O2 Academy, Newcastle
It looked like a potentially quiet night at the O2 Academy, with the crowd slightly sparing and somewhat lacking enthusiasm, but it was soon turned around with the energy and excitement that both bands brought to the stage.
Supporting Stornoway were The Lake Poets, (or ‘Lake Poet’ as front man Martin Longstaff performed his set without accompaniment) are certainly due significant praise. Despite being on his own, Martin commanded the stage with his guitar and fantastic voice which was made even better on account of his Northern twang. His songs are becoming ever more present on the current acoustic scene, with their simple melodies and traditional folk style chorus’ and they were really moving — if a little on the miserable side.
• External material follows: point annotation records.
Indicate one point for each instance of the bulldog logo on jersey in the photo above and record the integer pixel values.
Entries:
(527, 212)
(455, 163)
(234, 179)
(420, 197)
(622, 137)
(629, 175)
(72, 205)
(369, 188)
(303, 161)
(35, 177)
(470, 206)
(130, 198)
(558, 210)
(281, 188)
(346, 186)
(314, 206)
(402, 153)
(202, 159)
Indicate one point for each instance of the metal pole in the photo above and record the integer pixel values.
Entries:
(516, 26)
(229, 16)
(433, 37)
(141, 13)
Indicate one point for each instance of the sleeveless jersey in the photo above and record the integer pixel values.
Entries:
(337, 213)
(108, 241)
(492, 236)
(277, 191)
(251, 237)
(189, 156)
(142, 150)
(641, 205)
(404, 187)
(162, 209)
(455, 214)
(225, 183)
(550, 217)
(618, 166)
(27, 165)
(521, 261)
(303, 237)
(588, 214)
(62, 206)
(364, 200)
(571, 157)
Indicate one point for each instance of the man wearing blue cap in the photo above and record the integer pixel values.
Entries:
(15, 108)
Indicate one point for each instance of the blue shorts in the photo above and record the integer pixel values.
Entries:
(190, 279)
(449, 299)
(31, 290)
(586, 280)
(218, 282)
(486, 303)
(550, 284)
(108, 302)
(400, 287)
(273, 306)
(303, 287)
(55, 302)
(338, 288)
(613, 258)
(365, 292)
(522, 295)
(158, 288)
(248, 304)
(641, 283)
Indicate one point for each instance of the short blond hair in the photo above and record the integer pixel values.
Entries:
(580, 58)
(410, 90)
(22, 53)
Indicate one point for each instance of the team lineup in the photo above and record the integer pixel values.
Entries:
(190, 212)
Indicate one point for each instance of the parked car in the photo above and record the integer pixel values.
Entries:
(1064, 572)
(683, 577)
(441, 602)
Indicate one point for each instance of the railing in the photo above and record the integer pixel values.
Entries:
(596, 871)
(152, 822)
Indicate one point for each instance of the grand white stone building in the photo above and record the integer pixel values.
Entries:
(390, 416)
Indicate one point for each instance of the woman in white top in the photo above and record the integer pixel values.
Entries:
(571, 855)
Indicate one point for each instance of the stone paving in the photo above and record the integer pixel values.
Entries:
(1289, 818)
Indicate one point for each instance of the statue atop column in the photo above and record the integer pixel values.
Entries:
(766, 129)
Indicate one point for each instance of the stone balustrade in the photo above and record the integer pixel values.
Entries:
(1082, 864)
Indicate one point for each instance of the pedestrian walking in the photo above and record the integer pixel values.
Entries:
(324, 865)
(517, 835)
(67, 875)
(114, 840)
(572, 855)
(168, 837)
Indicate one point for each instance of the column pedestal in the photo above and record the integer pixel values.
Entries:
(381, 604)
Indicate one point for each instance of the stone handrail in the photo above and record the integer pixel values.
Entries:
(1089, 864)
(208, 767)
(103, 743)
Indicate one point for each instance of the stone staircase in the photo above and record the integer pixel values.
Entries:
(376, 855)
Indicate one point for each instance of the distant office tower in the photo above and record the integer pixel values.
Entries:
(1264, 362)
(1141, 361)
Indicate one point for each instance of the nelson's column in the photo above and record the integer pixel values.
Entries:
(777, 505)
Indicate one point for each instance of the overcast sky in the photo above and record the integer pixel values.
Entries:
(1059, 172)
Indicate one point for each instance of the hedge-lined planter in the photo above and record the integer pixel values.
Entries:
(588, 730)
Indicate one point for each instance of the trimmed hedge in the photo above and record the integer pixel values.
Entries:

I was sceptical of the headliners however, the name ‘Stornoway’ provoking images of Razorlight hairstyles and cringey indie rock, but was actually pleasantly surprised by their set. Their live performances were much better than the recorded singles I had listened to as their musical talent was really showcased. They incorporated an eclectic mix of instruments and vocals with everything from violins and trumpets to a double bass, as well as a novelty appearance from some torn-up newspaper.
However, I was not blown away with them as their lyrics were seemingly lacking and their songs seemed a bit wishy-washy, sometimes fading into each other with very similar riffs and sounds. They were even occasionally drowned out by whichever band was playing in Hall Two of O2, the singing of the woman behind me, and at a particularly low moment, the crackling of the security guard’s walkie-talkie. I did enjoy their acoustic set as they had some incredible harmonies and their choice of sea shanties was really unusual and all the more enjoyable for that.
Altogether, I felt they were a bit outshone by a more mesmerising support act.